Filevault aktiviert automatisch die Passworteingabe beim Rechnerstart und beim Beenden des Ruhezustands, beides lässt sich auch nicht mehr ausschalten. Die Passwortabfrage beim Rechnerstart erfolgt zudem sofort nach dem Einschalten.

USB-Stick verschlüsseln

Auch unterwegs sollte man sich von wichtigen Dokumenten eine Sicherungskopie anlegen, wozu sich beispielsweise ein USB-Stick eignet. Damit niemand bei Verlust des Sticks auf die Daten zugreifen kann, lässt sich dieser unter OS X Lion ebenfalls verschlüsseln. Dazu formatiert man ihn mit dem Festplatten-Dienstprogramm neu, wobei alle bisher auf dem Stick gespeicherten Daten gelöscht werden. Man wählt im Fenster des Dienstprogramms links den Stick aus (nichts das darauf angelegte Volume!), öffnet die Abteilung "Löschen" und wählt bei "Format" die Option "Mac OS Extended (Journaled, Verschlüsselt)" aus. Nach dem Klick auf "Löschen" wird der Stick eingerichtet, wobei das Festplatten-Dienstprogramm auch automatisch das Partitionsschema GUID aktiviert. Schließt man den Stick an einen Mac mit OS X Lion an, wird man zur Eingabe des Passworts aufgefordert. Ältere Versionen des Betriebssystems können den Stick dagegen nicht entschlüsseln und weisen in einem Dialogfenster darauf hin.

Geschützte Schlüssel

Die im Anmeldeschlüsselbund gespeicherten Passwörter sind gegen das Auslesen geschützt, da man nach dem Aktivieren von "Kennwort einblenden" zuerst das Passwort des Schlüsselbunds eingeben muss. Anschließend kann man entscheiden, ob der Zugriff nur einmal (Erlauben) oder zukünftig immer ohne zusätzliche Passworteingabe erlaubt sein soll. Letzteres vermindert aber die Sicherheit.

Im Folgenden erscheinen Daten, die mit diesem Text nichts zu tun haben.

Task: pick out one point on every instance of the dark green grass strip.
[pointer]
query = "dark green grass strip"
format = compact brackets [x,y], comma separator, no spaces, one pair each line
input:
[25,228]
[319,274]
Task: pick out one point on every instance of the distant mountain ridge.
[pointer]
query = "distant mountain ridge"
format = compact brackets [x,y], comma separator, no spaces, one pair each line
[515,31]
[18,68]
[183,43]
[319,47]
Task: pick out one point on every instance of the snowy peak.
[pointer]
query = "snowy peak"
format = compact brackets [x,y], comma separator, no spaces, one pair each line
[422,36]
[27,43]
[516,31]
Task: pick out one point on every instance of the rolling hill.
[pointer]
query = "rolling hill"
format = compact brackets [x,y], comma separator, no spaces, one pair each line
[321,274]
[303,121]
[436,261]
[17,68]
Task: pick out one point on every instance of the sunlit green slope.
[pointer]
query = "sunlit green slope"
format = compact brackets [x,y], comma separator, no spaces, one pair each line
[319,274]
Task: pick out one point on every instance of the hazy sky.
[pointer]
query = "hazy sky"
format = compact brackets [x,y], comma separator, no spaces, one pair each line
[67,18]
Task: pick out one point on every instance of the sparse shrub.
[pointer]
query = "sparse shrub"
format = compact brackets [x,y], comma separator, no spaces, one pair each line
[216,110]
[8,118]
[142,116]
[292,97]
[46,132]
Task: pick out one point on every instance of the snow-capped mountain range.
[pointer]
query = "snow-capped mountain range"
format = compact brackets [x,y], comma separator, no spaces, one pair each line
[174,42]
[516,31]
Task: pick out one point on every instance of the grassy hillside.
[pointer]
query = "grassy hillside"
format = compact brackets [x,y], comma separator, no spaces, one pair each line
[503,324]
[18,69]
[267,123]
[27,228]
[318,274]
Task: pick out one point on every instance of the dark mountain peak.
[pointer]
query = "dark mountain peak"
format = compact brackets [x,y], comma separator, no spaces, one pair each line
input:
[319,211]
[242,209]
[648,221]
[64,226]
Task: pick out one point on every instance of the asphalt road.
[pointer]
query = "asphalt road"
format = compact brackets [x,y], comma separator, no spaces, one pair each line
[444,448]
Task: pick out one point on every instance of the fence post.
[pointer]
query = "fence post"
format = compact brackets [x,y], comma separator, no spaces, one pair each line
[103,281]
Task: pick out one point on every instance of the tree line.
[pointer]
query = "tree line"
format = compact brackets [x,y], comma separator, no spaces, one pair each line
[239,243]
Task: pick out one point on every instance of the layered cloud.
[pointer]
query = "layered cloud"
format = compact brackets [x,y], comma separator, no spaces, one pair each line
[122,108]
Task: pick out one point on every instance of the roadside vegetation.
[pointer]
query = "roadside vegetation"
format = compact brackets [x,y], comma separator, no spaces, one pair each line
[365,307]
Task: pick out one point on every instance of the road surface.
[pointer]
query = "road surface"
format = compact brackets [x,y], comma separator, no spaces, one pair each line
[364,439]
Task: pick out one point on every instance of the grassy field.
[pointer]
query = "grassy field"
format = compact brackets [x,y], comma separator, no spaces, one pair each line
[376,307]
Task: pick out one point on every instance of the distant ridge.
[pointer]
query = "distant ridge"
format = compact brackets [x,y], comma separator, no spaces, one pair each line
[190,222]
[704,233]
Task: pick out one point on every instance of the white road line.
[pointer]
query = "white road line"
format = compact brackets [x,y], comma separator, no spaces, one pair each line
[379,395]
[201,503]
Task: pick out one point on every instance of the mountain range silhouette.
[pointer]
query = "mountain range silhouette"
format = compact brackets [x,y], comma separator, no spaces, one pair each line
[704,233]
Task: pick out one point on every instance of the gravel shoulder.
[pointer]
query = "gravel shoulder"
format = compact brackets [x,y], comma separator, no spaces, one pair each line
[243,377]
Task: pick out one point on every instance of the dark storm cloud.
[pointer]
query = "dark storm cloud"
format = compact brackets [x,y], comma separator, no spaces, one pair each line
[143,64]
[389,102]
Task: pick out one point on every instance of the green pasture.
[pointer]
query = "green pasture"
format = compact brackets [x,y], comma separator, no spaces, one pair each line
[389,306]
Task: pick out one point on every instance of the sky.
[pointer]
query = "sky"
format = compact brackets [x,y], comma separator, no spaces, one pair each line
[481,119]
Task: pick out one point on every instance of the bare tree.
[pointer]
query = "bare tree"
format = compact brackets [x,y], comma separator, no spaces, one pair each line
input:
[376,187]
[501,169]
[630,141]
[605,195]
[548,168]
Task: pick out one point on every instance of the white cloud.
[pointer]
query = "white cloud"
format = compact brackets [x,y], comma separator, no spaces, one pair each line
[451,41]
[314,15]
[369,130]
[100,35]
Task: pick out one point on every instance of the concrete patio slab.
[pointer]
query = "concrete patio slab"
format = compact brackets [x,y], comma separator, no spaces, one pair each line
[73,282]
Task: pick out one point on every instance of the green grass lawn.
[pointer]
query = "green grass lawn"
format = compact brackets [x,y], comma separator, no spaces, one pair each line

Schnellschutz beim Ruhezustand

Ist das Menü-Extra der Schlüsselbundverwaltung aktiviert, findet sich dort der Befehl "Bildschirm schützen". Damit aktiviert man den passwortgeschützten Ruhezustand des Monitors. Bei der ersten Tasteneingabe oder dem ersten Mausklick muss man dann das Passwort eintippen, um den Bildschirm wieder zu aktivieren.